South China Morning Post confuses jailed activist for China’s leader

Posted: April 14th, 2010 | Tags: , , , , , | No Comments »

Bilingual readers of the South China Morning Post might have raised an eyebrow or two at its front page story yesterday. The English language newspaper splashed on the presence of China President Hu Jintao at the Nuclear Security Summit in Washington DC, which begins tomorrow. Chinese officials confirmed their participation only a week before the event but securing their visit was seen as crucial by the US. Relations between the two countries have been cold in recent months so the visit was an opportunity for the White House to both re-engage the Chinese leadership and present a multilateral front against the Iranian nuclear programme. The story clearly merited its front page placement.

All well and good then – except the SCMP mistakenly referred to Hu Jintao as a well-known Chinese dissident. In this picture (click it for a zoom in), the Chinese characters next to Hu’s name on the first line are 胡佳. This is the Chinese name for Hu Jia, an award-winning pro-democracy activist currently serving a three-and-a-half jail sentence.

Hu Jia’s Wikipedia entry states:

Hu Jia is an activist and dissident in the People’s Republic of China. His work has focused on the Chinese democracy movement, Chinese environmentalist movement, and HIV/AIDS in the People’s Republic of China.

The paper took the unusual step of recalling that day’s copies and blacked out Hu Jia in copies sold in Beijing. It issued a terse front page correction the next day, saying:

“The South China Morning Post sincerely apologizes for the Chinese name translation error for President Hu Jintao in yesterday’s newspaper.”

A spokesperson later blamed foreign staff for the mistake, stating that copy was read by a proof-reader who did not understand Chinese.
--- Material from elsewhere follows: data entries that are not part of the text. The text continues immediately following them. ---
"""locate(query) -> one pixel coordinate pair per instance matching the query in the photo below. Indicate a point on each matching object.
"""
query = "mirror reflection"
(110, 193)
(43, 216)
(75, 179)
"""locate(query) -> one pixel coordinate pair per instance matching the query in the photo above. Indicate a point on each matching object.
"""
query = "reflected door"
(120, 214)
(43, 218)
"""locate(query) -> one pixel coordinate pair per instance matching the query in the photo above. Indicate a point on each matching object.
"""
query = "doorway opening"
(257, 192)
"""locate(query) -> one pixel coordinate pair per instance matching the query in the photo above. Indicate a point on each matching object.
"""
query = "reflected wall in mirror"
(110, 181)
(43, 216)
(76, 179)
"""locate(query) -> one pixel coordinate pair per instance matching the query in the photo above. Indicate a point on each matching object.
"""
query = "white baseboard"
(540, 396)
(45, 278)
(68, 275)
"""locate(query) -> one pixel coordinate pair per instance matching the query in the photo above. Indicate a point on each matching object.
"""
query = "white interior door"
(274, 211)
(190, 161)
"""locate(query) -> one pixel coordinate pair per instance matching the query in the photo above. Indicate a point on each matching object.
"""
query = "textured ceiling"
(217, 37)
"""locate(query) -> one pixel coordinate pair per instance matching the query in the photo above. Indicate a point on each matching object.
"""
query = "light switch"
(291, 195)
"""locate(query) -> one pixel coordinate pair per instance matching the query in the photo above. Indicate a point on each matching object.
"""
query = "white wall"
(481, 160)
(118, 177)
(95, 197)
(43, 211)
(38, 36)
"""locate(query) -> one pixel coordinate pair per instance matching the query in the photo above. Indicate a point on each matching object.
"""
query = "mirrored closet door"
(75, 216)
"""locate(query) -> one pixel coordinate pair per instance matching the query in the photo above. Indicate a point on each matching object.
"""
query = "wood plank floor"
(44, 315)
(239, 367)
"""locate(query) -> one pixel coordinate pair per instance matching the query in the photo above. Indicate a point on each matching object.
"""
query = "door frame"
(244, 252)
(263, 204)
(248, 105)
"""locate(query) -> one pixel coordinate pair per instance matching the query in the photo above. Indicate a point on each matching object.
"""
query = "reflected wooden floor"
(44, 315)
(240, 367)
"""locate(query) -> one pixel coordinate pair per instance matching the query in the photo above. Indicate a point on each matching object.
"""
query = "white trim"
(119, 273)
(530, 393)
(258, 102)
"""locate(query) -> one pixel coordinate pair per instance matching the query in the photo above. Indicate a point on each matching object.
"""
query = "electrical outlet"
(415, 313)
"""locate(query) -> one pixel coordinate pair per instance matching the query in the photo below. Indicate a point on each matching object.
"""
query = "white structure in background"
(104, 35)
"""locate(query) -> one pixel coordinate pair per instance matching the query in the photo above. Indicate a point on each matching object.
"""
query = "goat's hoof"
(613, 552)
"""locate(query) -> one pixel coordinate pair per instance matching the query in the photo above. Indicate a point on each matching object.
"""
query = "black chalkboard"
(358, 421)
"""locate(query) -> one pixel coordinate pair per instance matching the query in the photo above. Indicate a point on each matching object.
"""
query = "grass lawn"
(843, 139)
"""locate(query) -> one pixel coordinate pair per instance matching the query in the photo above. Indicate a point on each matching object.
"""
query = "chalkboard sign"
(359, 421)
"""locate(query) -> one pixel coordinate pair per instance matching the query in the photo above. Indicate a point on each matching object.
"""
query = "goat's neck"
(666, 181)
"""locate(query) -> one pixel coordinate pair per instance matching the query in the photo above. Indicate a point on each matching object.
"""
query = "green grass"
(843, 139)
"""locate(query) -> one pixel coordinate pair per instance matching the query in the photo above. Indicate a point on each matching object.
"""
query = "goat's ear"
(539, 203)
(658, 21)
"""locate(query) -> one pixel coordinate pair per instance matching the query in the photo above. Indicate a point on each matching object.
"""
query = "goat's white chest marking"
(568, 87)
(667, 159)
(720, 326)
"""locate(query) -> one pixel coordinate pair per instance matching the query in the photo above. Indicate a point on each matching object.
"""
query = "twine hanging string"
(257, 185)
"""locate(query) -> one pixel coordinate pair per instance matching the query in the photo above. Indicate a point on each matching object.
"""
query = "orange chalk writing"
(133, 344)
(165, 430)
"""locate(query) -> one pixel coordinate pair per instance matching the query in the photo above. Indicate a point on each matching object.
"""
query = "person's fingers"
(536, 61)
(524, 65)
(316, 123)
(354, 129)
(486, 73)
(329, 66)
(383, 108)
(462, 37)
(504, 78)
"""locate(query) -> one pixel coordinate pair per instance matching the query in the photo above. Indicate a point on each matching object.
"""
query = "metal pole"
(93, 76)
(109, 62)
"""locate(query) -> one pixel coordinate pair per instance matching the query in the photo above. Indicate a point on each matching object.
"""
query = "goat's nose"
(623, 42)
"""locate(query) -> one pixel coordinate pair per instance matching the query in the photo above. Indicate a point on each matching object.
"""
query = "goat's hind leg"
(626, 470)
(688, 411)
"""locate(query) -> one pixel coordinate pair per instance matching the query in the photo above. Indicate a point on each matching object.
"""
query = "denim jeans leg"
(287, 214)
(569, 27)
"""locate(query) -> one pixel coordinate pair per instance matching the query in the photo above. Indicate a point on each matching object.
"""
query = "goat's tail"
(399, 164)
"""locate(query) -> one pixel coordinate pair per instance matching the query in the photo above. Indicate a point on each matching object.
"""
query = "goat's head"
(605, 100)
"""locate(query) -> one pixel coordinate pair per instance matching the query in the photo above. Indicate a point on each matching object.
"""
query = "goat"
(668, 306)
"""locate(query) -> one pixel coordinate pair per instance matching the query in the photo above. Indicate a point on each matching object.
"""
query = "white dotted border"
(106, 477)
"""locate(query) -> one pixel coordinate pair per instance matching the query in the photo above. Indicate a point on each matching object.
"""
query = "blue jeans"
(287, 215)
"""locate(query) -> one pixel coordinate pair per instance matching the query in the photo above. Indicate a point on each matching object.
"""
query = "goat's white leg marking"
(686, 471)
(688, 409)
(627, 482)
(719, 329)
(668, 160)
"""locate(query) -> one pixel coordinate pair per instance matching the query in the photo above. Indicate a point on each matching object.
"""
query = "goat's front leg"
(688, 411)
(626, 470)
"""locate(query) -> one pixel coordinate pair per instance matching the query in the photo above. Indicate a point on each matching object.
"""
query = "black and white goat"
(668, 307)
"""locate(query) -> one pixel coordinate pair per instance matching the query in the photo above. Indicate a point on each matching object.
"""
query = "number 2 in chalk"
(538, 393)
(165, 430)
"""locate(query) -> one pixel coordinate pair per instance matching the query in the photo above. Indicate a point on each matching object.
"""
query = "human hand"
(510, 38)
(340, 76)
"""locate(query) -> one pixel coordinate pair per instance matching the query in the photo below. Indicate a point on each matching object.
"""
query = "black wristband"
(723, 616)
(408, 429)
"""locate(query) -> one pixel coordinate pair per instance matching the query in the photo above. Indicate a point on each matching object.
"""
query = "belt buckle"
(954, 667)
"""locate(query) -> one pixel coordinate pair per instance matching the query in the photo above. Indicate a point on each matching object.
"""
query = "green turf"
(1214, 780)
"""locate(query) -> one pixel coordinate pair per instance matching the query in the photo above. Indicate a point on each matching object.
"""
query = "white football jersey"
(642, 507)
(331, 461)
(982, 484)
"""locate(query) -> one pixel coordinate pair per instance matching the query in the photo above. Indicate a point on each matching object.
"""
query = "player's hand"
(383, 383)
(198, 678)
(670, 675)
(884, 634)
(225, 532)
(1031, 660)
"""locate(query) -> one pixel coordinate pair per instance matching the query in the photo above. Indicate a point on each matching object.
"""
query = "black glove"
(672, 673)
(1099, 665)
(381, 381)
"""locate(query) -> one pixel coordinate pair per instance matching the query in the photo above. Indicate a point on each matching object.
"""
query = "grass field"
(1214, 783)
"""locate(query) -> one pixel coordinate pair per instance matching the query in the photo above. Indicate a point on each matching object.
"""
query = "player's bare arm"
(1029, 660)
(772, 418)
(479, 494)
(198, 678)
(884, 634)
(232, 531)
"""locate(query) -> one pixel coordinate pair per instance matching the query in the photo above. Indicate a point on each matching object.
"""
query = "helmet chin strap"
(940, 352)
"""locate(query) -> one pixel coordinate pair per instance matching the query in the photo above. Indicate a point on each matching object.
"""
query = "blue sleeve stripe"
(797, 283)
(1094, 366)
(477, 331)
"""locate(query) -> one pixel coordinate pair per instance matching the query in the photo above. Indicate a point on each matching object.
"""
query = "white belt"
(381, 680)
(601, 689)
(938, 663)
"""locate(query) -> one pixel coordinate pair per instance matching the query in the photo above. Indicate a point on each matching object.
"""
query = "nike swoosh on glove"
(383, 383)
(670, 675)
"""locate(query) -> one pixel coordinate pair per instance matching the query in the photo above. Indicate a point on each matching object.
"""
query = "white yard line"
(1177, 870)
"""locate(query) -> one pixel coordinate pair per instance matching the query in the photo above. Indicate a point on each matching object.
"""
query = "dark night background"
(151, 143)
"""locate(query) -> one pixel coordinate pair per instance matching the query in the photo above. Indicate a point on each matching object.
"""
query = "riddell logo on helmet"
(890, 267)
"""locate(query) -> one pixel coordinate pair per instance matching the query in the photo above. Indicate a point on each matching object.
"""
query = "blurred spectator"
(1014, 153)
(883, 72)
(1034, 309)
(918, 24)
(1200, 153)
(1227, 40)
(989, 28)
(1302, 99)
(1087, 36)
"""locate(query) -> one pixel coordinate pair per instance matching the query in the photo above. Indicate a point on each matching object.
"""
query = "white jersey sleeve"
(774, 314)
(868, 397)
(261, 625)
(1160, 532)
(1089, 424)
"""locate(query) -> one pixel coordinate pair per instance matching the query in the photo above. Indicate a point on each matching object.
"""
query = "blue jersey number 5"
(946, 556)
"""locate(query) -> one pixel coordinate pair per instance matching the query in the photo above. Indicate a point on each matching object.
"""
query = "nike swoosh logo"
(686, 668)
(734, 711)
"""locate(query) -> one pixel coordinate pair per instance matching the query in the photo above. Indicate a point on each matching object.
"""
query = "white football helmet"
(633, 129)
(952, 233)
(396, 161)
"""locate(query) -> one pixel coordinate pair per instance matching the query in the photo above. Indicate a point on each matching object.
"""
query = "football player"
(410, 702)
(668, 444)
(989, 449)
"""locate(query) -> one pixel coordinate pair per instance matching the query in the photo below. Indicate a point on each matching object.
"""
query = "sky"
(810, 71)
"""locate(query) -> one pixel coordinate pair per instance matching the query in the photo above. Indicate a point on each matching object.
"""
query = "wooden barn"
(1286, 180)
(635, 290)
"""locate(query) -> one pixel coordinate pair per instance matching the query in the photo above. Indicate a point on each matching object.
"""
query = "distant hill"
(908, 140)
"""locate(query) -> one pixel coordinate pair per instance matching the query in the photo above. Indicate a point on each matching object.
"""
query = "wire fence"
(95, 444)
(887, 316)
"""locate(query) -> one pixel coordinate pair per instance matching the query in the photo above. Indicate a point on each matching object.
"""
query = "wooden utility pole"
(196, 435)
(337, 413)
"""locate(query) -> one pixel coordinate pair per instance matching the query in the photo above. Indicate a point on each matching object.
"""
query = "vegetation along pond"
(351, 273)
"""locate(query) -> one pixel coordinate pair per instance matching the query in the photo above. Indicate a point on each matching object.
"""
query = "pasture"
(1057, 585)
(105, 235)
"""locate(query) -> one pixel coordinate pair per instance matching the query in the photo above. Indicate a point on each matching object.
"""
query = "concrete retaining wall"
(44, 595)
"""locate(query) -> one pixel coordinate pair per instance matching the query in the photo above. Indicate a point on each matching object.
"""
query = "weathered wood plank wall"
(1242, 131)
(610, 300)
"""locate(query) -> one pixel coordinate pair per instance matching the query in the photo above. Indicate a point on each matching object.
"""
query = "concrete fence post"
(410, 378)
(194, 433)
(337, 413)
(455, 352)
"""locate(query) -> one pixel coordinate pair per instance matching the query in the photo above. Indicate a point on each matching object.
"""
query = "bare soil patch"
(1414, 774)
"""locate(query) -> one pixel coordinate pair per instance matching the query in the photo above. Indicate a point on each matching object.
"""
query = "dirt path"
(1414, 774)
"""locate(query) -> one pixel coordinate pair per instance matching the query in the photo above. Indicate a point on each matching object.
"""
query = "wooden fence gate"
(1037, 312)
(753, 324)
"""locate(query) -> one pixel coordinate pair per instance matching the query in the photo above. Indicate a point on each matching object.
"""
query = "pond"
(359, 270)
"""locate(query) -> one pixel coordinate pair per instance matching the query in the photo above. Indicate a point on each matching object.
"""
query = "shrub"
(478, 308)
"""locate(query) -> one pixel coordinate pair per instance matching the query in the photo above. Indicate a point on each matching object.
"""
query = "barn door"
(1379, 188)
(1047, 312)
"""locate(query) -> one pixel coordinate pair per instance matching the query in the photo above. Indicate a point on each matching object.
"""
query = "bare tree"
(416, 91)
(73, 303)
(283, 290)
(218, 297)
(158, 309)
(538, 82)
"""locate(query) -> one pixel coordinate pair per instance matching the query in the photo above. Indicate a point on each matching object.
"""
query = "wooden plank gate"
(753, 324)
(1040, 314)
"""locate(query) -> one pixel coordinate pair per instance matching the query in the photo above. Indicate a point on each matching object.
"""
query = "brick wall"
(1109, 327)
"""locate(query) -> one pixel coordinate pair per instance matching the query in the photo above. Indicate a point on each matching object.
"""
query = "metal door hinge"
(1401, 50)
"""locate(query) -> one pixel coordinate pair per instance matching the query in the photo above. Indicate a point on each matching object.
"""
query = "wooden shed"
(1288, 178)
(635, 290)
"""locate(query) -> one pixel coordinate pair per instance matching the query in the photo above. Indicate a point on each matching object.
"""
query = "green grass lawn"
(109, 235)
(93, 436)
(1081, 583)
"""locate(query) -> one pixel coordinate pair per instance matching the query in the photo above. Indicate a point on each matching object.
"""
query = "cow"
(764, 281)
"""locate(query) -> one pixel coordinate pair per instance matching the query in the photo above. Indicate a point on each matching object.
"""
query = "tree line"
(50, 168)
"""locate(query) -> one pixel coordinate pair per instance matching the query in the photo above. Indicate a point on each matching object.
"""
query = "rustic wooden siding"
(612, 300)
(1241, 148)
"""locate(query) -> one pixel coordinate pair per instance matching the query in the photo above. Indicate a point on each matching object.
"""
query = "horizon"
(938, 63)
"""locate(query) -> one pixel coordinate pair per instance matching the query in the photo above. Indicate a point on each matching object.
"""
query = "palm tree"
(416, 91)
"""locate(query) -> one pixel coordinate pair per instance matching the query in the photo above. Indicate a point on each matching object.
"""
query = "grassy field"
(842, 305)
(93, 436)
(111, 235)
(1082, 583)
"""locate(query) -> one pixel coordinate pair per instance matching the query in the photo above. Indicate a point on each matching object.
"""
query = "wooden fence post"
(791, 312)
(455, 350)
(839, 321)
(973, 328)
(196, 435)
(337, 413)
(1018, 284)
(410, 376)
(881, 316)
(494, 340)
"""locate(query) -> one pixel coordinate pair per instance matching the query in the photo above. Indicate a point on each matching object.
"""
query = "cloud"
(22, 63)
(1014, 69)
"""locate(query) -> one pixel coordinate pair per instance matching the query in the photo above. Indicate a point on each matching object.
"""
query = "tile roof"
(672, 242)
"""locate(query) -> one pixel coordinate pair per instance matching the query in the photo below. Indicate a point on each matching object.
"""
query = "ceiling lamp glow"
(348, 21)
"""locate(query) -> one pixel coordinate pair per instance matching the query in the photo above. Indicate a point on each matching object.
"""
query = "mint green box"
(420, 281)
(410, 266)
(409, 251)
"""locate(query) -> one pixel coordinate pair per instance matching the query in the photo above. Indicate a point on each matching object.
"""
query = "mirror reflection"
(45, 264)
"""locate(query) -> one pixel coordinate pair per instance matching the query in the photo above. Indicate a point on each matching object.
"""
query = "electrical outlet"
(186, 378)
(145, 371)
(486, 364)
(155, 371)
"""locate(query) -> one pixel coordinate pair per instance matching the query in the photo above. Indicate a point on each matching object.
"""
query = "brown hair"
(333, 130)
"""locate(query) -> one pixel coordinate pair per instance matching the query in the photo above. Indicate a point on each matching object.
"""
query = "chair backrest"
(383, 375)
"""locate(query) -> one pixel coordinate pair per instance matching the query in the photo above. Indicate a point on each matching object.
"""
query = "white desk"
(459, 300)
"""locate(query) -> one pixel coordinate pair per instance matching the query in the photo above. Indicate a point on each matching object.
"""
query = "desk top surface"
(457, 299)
Hong Kong and international media immediately highlighted the SCMP’s gaffe. But I doubt there will be any reaction from the mainland government. It is unlikely the mistake was intentional – unless the paper’s editorial staff were railing against their owner’s perceived pro-Beijing stance. And any comment about standards slipping might also be premature. After all, this is a paper won eight of 16 categories at the 2009 Society of Publishers in Asia Awards for local newspapers, including investigative journalism, newspaper design and best journalist.